Ci fidiamo del telefono come di un portafoglio: lo sfioriamo al POS, lo usiamo per entrare in ufficio, lo appoggiamo sul comodino. Ma proprio in quella calma di gesti ripetuti si infila una minaccia sottile, che parla la lingua della comodità e prende le forme di un’app “utile”.
Il cuore della questione è semplice. I nostri pagamenti contactless passano dal chip NFC. È una tecnologia comoda e vicina, letteralmente: pochi centimetri, un bip, fine. In Europa, più della metà delle transazioni con carta al POS è ormai contactless, secondo le statistiche pubbliche della banca centrale. Dove c’è abitudine, lì sboccia l’azzardo: qualcuno ha capito che è più facile attaccare l’utente che il sistema.
Qui entra in scena un nome che gira da tempo tra gli analisti: NFCShare. Non è una leggenda metropolitana. Parliamo di malware che gioca sull’equivoco. Non forza casseforti, ma chiede le chiavi con cortesia. Sfrutta l’NFC del tuo smartphone e si traveste da strumento legittimo, con promesse di backup rapidi, condivisione smart, gestione di badge. Ti invita a “tappare” la carta o il pass, come faresti con qualsiasi app pratica.
La trappola, però, non sta nel gesto. Sta nel contesto: canali di distribuzione ambigui, descrizioni furbe, recensioni fotocopia. E una novità che ha fatto drizzare molte antenne: copie “pulite” di app open source che, da qualche parte nel percorso, diventano “altro”. Capita su piattaforme popolari come GitHub: repository imitati, fork sospetti, build preconfezionate. Non è una colpa della piattaforma in sé, ma della fiducia pigra con cui a volte scarichiamo.
A metà della storia si capisce il trucco. La nuova variante di NFCShare punta alla raccolta dei dati che servono a “provare” un pagamento online: numero della carta, scadenza, talvolta nome dell’intestatario. Non parliamo del PIN, né del chip crittografico: quelli non si clonano così. Le carte EMV generano codici dinamici al POS, e i wallet seri usano token, non il numero vero. Il bersaglio è altrove: carpire dati statici e riutilizzarli per acquisti su siti dove l’attrito è basso.
Come ci riesce? In alto livello, due mosse. La prima è sociale: una app fasulla che richiede permessi NFC, suggerisce funzioni di “verifica carta” o “importa pass” e ti guida a poggiare la tessera al telefono. La seconda è tecnica ma banale: legge le informazioni base disponibili via NFC e le invia a un server. Non c’è magia, c’è routine. E c’è l’illusione che “se sta su GitHub, allora è sicuro”. Non sempre è così.
Usa solo store ufficiali e controlla l’autore. Su Android, attiva Play Protect e tieni gli aggiornamenti di sicurezza al giorno. Nel 2023 Google ha bloccato oltre 2 milioni di app malevole: la rete di protezione funziona se la lasci lavorare.
Diffida delle app che chiedono NFC senza motivo. Un gestore note non deve “leggere carte”.
Evita APK trovati in giro. Se proprio usi GitHub, compila tu da sorgente, verifica firme, leggi le issue.
Attiva alert istantanei della banca.
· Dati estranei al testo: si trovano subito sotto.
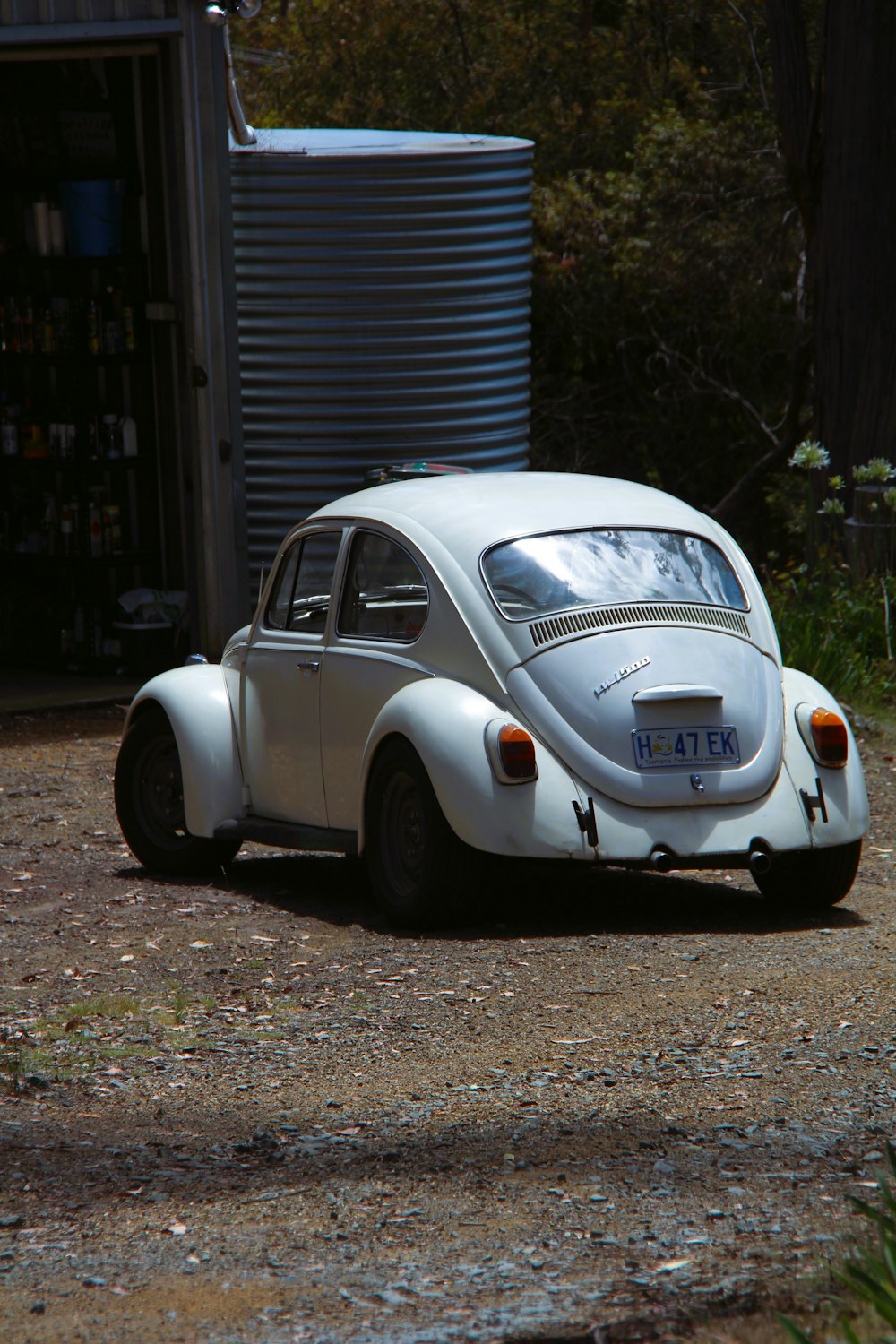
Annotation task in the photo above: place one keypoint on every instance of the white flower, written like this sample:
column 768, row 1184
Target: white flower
column 810, row 456
column 877, row 470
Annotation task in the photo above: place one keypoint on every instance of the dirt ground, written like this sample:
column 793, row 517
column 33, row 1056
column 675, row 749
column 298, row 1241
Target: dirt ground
column 621, row 1107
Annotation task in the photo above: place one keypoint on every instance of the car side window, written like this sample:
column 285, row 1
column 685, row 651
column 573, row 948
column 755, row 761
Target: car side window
column 386, row 596
column 301, row 594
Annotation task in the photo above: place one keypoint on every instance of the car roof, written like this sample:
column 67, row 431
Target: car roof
column 468, row 513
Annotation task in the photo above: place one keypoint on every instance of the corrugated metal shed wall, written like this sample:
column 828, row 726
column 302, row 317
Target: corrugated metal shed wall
column 383, row 308
column 27, row 13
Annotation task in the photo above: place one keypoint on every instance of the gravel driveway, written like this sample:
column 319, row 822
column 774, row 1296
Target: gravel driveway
column 245, row 1110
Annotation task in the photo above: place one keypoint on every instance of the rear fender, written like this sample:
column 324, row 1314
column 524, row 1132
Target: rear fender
column 445, row 723
column 844, row 789
column 198, row 707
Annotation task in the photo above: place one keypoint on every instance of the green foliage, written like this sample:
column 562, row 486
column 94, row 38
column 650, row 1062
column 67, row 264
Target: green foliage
column 871, row 1276
column 836, row 626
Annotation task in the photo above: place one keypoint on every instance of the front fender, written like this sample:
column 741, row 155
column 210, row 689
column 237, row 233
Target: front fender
column 844, row 789
column 198, row 707
column 445, row 722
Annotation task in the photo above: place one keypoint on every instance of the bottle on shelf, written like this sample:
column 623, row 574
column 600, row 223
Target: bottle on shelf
column 10, row 430
column 94, row 335
column 110, row 437
column 128, row 430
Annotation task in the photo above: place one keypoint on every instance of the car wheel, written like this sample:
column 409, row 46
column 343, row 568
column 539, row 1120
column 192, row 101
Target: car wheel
column 150, row 801
column 812, row 878
column 419, row 871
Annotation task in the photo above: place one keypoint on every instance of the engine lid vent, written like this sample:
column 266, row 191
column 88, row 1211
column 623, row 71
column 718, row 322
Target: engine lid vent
column 554, row 628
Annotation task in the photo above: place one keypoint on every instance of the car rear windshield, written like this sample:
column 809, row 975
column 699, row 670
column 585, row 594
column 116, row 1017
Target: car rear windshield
column 538, row 575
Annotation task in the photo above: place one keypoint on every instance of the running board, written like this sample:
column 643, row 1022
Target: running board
column 287, row 835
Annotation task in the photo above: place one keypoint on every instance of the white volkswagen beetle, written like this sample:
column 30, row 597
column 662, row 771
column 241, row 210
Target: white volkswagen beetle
column 535, row 666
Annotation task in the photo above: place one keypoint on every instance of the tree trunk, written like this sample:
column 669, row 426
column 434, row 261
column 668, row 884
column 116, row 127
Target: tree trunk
column 853, row 255
column 839, row 139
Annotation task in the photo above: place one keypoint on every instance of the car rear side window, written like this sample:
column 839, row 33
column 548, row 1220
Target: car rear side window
column 538, row 575
column 386, row 596
column 301, row 594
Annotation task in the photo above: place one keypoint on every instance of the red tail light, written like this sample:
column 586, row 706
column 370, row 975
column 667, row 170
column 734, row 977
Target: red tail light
column 825, row 734
column 829, row 736
column 512, row 753
column 517, row 752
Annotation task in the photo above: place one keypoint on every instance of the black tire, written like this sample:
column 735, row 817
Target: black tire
column 812, row 879
column 419, row 871
column 150, row 801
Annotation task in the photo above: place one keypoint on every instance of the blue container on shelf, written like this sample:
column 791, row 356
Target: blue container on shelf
column 93, row 211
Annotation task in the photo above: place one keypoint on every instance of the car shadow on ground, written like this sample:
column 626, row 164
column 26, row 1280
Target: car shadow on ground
column 528, row 902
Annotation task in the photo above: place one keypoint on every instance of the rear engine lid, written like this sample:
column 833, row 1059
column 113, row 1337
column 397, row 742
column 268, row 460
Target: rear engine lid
column 659, row 717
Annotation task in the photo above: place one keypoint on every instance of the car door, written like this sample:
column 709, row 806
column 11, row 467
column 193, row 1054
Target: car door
column 280, row 685
column 374, row 650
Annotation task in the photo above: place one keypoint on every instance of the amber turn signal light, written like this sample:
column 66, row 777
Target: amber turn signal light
column 517, row 752
column 831, row 738
column 512, row 753
column 825, row 734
Limiti di spesa bassi sulle carte usate online e 3D Secure sempre attivo riducono i danni.
Preferisci wallet ufficiali e carte virtuali per gli acquisti su siti nuovi.
Disattiva l’NFC quando non ti serve. È un interruttore, non una bandiera.
C’è poi una verità scomoda ma liberante: la sicurezza non è un muro, è una postura. Nessuno chiede di tornare al contante. Si chiede di riconoscere il travestimento quando lo vedi. La prossima volta che un’app ti propone di “condividere” qualcosa di sensibile in un tocco, fermati un respiro prima. Quel secondo di pazienza è già una forma di protezione. E forse è anche il modo migliore di ricordarci che la tecnologia è nostra alleata solo se restiamo noi a guidarla.